Painting Over Safe

The first thing I noticed when I walked back into the studio last night, and again this morning, was that yesterday’s painting on the canvas looked very safe compared to the three previous versions of the pose. There wasn’t anything wrong with it, it just looked safe.

I’ve been trying to get myself painting on canvases more, not least because I have somehow collected quite a number of blanks ones. I’m at the number where I don’t feel I have to be precious about them, and I’m trying to repeat the mantra “paint on canvas like I paint in a sketchbook”, to encourage loosening up.

Yesterday I got this figure onto the canvas, and I enjoyed the painting and was pleased with the session, but when I came back to look at it, I could see that I had gotten safe. It didn’t look like me. I don’t mean the model looks like me, I mean the painting.

This is what I am looking for in my practise, this is why I have been making all these paintings in my sketchbook, trying out this and that, to see what I think looks like me, as well as the basic practise of looking and rendering what I see.
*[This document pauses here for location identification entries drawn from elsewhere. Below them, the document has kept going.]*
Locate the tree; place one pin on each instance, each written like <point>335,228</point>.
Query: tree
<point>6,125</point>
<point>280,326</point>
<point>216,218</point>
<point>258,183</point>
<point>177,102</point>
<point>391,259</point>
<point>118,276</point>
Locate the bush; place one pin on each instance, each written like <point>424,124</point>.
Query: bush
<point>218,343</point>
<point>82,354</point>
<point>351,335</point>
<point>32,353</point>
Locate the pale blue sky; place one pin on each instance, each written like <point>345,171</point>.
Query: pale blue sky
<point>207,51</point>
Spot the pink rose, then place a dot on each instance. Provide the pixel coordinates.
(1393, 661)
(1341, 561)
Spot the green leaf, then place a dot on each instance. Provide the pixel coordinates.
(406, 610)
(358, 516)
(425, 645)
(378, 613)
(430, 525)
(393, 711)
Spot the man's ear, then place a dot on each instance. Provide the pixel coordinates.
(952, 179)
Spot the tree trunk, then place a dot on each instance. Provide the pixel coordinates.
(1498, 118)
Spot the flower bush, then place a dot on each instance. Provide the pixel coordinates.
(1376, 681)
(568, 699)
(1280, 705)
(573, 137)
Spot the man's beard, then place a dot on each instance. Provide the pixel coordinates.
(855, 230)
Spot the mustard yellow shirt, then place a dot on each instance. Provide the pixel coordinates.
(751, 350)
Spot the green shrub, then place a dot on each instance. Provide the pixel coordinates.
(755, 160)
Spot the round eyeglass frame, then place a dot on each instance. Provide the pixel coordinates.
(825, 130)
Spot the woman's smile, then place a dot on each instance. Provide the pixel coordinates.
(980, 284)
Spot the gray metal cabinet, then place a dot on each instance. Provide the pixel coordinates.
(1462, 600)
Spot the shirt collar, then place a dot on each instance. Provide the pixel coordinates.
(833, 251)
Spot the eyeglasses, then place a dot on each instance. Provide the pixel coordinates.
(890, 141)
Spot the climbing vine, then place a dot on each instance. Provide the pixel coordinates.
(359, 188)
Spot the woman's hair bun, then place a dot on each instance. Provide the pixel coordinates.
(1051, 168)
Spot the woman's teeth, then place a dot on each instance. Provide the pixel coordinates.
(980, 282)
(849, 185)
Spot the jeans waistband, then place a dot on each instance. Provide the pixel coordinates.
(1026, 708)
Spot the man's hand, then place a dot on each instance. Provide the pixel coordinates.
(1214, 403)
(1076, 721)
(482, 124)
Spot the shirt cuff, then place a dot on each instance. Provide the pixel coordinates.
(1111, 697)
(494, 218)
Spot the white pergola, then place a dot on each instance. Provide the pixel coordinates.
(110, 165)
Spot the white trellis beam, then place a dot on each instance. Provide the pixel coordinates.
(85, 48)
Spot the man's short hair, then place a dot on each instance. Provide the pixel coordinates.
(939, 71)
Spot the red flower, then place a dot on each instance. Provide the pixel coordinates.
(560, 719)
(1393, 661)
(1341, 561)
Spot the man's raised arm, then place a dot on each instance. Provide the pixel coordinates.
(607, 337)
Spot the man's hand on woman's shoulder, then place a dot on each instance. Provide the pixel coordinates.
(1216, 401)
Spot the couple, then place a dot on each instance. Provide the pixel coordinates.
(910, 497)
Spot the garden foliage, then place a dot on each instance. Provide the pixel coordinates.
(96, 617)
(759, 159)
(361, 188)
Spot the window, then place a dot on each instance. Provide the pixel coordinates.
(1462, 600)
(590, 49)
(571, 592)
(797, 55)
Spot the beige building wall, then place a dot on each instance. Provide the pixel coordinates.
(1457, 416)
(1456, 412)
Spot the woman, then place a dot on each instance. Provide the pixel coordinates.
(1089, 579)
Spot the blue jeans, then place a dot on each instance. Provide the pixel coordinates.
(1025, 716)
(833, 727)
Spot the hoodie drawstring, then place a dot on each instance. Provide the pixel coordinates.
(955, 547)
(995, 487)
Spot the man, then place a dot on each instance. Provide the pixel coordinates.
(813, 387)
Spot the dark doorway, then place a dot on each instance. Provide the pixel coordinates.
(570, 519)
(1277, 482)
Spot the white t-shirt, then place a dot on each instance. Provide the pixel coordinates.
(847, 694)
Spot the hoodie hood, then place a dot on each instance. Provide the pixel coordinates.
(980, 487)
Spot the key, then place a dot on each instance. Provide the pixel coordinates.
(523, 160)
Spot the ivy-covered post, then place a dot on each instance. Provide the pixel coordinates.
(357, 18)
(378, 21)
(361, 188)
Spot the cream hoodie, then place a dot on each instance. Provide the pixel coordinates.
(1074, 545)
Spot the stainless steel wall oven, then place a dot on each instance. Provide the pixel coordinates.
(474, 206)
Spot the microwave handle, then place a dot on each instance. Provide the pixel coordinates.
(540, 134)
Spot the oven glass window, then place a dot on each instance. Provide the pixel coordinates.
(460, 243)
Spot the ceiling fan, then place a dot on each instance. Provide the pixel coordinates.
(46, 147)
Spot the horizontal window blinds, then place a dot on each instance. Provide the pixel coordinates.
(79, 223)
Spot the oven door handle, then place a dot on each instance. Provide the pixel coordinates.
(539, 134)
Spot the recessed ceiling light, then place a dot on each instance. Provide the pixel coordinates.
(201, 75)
So I set up the three larger sketches from the last few days and did some journaling about what I liked about each of them, which one I liked best, and decided that yesterday’s painting is a lovely underpainting, but I want COLOUR.

I did some colour-mixing and note-taking and went with the idea that colour is irrelevant as long as the values are correct, and this is where I got to with that, and I think I’m getting somewhere.

I just have to reel in the overthinking, because it’s trying to get in about and interrupt.